Moody’s Investor Services has predicted a wave of further merger and acquisition (M&A) activity during 2015, driven by the increasing deterioration of the global reinsurance space.
The forecast comes from Moody’s latest quarterly newsletter, “Reinsurance Monitor,” which examines the development of the global reinsurance sector through several feature articles.
And given the large volume of M&A activity that has so far been announced/completed over the last 12 months, and with more expected, it’s no surprise that M&A is a running theme in Moody’s latest issue.
“The speed of the deterioration is tilting reinsurers’ ‘buy versus build’ decision toward M&A because they don’t have time to build new platforms from scratch. Hence, Moody’s believes that reinsurers will continue to consolidate in 2015,” said Kevin T. Lee, Vice President Senior Credit Officer at Moody’s.
Moody’s notes that in the last few months alone several high-profile merger deals have taken place in the market, including RenaissanceRe’s completed takeover of Platinum Underwriters, XL’s deal with Catlin Group and the merger of PartnerRe and AXIS Capital Holdings.
Not to mention the recent news that Endurance Specialty Holdings will acquire Montpelier Re for $1.83 billion, a deal which wasn’t announced until after Moody’s latest reinsurance newsletter had been published.
In light of deals which had already taken place and in anticipation of further transactions, ratings agencies, insurers, reinsurers, investment banks and alike have been discussing the M&A trend often, and more so since the start of 2015.
Standard and Poor’s warned that reinsurance M&A won’t ease softening or competitive pressure, while Fitch highlighted consolidations potential negative impact on the Lloyd’s market.
Deutsche Bank Securities expressed further caution warning that M&A in reinsurance is no panacea, covered at the time by Artemis.

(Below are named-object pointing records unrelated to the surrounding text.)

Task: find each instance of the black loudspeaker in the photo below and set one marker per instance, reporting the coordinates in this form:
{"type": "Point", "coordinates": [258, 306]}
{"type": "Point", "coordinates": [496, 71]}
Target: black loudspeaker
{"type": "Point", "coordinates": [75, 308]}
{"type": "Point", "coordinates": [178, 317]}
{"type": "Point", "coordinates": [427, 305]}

And now come the views and predictions on the M&A trend from analysts at Moody’s Investor Services, which from an industry perspective, “generally view the consolidation as positive,” noted James Eck, Vice President Senior Credit Officer at Moody’s, although adding, “Though the effects on the companies involved are rarely straightforward.”
The main rationale for reinsurers to seek consolidation, according to Moody’s, is improved diversification and enhanced business franchise and scale.
Remaining relevant to clients and brokers coupled with increasing product offerings and a wider global reach builds a firm’s attractiveness and bolsters its portfolio.
And while Moody’s advises that M&A activity alone won’t bring the market out of its deterioration state, “it will allow firms to expand scale and diversification and provide more opportunities to improve profitability by eliminating redundant costs.”
So the reasons to seek consolidation are apparent and given the current market trend mostly justifiable, as companies look to avoid falling behind, running the risk of extinction.
Interestingly, and emphasising Moody’s view on the pace of the reinsurance environments deterioration, “just half of the reinsurers in Moody’s reinsurance cohort reported an improvement in profitability in 2014, despite fewer cat losses than in 2013,” explained Lee.
Again highlighted by the fact that since 2006, within the Moody’s reinsurance cohort, industry returns have been cut by nearly half.